Workers are beginning to renovate the interior of the Minton family home two years after working on the exterior. (Photos by Jack Wolfe/Carolina News and Reporter)

The historic Minton family home that sits 100 yards from USC’s Horseshoe is undergoing renovations.

In front of the 4,015-square-foot, wooden rental home is a historical marker detailing the lives of the Minton family.

The family was one of the more prominent and influential families in South Carolina during the Reconstruction period of the 1870s, said USC professor Dr. Bobby Donaldson, who heads the Center for Civil Rights History and Research.

Donaldson was responsible for erecting the marker several years ago along with Sigma Pi Phi, the oldest African-American Greek-letter organization in the nation. Dr. Henry M. Minton, a pharmacist, was the fraternity’s primary  founder in 1904 in Philadelphia.

The privately owned house, built in 1872, has long been a rental home and will be again, according to the property’s manager, John Gregg.

“I strongly support any efforts of rehabilitation and restoration of historic properties,” Donaldson said. “It keeps the character of the community, but also it serves as a very valuable research and teaching tool for those of us who do this kind of work.”

The house once stood on the corner of Gervais and Marion streets, Donaldson said, but was moved to its current location at 1012 Marion St. around 1911.

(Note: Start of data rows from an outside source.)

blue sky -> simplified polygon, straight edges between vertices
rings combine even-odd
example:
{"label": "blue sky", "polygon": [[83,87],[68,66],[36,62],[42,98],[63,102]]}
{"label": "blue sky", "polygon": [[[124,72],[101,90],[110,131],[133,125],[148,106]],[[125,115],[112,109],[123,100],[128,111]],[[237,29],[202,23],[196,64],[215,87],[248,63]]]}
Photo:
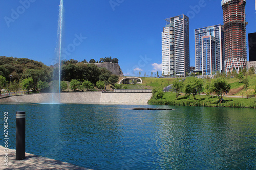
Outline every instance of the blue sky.
{"label": "blue sky", "polygon": [[[62,59],[89,61],[112,56],[119,59],[126,75],[137,75],[139,70],[161,74],[164,19],[183,14],[189,17],[191,66],[194,29],[223,22],[221,0],[63,0],[63,4]],[[60,0],[0,0],[0,56],[54,64],[59,4]],[[248,35],[256,32],[254,0],[247,1],[246,13]]]}

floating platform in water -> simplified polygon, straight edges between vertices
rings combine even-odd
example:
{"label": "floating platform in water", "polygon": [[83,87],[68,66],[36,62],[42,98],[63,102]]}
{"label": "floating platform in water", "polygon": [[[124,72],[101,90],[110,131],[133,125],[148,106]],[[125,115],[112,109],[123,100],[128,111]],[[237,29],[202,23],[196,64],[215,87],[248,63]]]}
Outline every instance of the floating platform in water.
{"label": "floating platform in water", "polygon": [[172,109],[162,109],[162,108],[133,108],[132,110],[174,110]]}

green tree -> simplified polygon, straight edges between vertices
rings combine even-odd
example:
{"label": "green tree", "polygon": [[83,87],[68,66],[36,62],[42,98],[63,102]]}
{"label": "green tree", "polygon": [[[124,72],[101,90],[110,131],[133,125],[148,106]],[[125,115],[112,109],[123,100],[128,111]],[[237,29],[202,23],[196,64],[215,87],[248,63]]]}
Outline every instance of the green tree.
{"label": "green tree", "polygon": [[240,72],[237,75],[237,78],[239,79],[239,83],[242,83],[243,79],[244,79],[244,74],[242,72]]}
{"label": "green tree", "polygon": [[182,88],[183,88],[184,85],[182,81],[179,81],[178,79],[175,79],[173,83],[173,86],[172,86],[172,92],[175,92],[176,95],[176,100],[178,100],[178,97],[181,92]]}
{"label": "green tree", "polygon": [[251,76],[255,74],[255,67],[251,67],[249,69],[249,75]]}
{"label": "green tree", "polygon": [[103,63],[104,62],[104,58],[102,57],[99,59],[99,63]]}
{"label": "green tree", "polygon": [[209,95],[214,92],[212,84],[210,79],[207,79],[204,86],[204,92],[205,94],[208,97]]}
{"label": "green tree", "polygon": [[246,95],[247,95],[247,99],[248,99],[247,90],[248,90],[248,88],[249,87],[249,86],[250,85],[250,84],[249,83],[249,80],[248,80],[247,78],[244,78],[243,80],[243,83],[244,83],[244,88],[246,89]]}
{"label": "green tree", "polygon": [[11,91],[17,92],[20,89],[20,84],[17,80],[14,80],[10,85],[9,89]]}
{"label": "green tree", "polygon": [[75,91],[81,88],[81,82],[76,79],[72,79],[70,84],[70,88]]}
{"label": "green tree", "polygon": [[111,72],[106,69],[106,68],[100,68],[100,75],[99,76],[99,80],[102,80],[108,82],[108,79],[111,76]]}
{"label": "green tree", "polygon": [[90,60],[89,63],[95,63],[96,62],[95,60],[94,59],[91,59]]}
{"label": "green tree", "polygon": [[232,70],[231,74],[232,75],[233,75],[233,77],[236,77],[238,75],[238,72],[237,72],[236,70],[233,69],[233,70]]}
{"label": "green tree", "polygon": [[146,71],[145,71],[145,73],[144,74],[144,77],[146,77]]}
{"label": "green tree", "polygon": [[42,90],[50,87],[49,84],[42,81],[39,81],[37,82],[37,88],[40,90]]}
{"label": "green tree", "polygon": [[111,62],[112,62],[112,63],[118,64],[118,59],[116,58],[113,58]]}
{"label": "green tree", "polygon": [[68,89],[68,84],[65,81],[60,81],[60,90],[63,91]]}
{"label": "green tree", "polygon": [[231,78],[231,74],[230,71],[228,71],[227,74],[227,78],[228,79]]}
{"label": "green tree", "polygon": [[161,88],[155,87],[152,90],[152,96],[156,99],[162,99],[163,94],[163,89]]}
{"label": "green tree", "polygon": [[118,76],[112,75],[108,79],[108,82],[114,86],[115,84],[118,82],[119,78]]}
{"label": "green tree", "polygon": [[86,91],[92,91],[94,88],[93,83],[88,80],[83,81],[82,86],[85,88]]}
{"label": "green tree", "polygon": [[229,92],[231,85],[227,83],[226,80],[224,78],[218,78],[214,82],[213,91],[216,94],[220,103],[222,102],[223,98],[225,96],[226,92]]}
{"label": "green tree", "polygon": [[22,88],[28,91],[28,93],[29,93],[29,90],[32,89],[34,87],[34,81],[31,77],[22,80]]}
{"label": "green tree", "polygon": [[105,87],[105,82],[103,81],[99,80],[96,82],[96,87],[99,89],[103,89]]}
{"label": "green tree", "polygon": [[115,84],[115,88],[116,89],[121,89],[122,86],[122,84]]}
{"label": "green tree", "polygon": [[4,88],[5,84],[6,83],[6,79],[4,76],[0,75],[0,93],[1,93],[1,90]]}
{"label": "green tree", "polygon": [[196,95],[197,93],[200,94],[202,86],[202,81],[200,79],[194,78],[185,86],[185,93],[188,96],[192,94],[194,99],[196,100]]}

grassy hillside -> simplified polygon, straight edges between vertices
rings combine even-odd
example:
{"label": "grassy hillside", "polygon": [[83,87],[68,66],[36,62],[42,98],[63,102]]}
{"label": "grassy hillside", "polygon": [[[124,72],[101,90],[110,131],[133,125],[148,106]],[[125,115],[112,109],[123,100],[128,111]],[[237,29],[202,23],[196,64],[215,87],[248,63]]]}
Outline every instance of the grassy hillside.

Renovating houses with historic significance can mean restrictions on what can and can’t be replaced or added onto the property, said city of Columbia planner Amy Moore.

“It’s important to allow some alterations so that the building continues to have integrity, but also a real utility for the people who are living and working within it,” Moore said.

The history of a building mainly depends on its exterior look, she said.

The preservation of a building’s look allows people to go through Columbia and see the history of the city play out through its architecture, Moore said.

“So that folks can say, ‘Oh, what a cool building,’ and it doesn’t get completely messed up with incompatible or unsympathetic alterations from the exterior,” Moore said.

Workers are now working on the building’s interior without entirely replacing the look of the home, Gregg said.

“We got some new heart-pine floors to hopefully match the old heart-pine floors,” he said.

The renovations include replacing old broken and aging doors, fixing the bathrooms and working on the building’s flooring, Gregg said.

“We kept most of the flooring intact,” Gregg said. “We took (out) a lot of linoleum that was in there, and we’re getting ready to refinish the actual floors.”

The home’s exterior  was refreshed two years ago, Gregg said. Workers used similar-looking materials when replacing rotting wood, he said.

“If you take something down that’s rotten, you need to put something back that is almost identical to it,” he said.

The home is not in a historical district. It sits across Marion Street from the 12-story Claire Towers apartment complex.

The house will be rented to students, as the location of the home makes it ideal for students who want to live near campus, Gregg said.

“It’s a big convenience,” he said. “You got a lot of these big buildings being built off campus where they have to walk 3 to 4 miles to class as opposed to 100 yards to the Horseshoe.”

The Minton family home sits 100 yards from USC’s Horseshoe, next to The Senate Club apartment building.

The historical marker in front of  Minton family home details the history of the family.

Henry Minton helped found the nation’s first Black Greek letter fraternity, the historical marker says.

Interior renovations to the house included replacing old broken and aging doors, updating the bathrooms and working on the building’s flooring.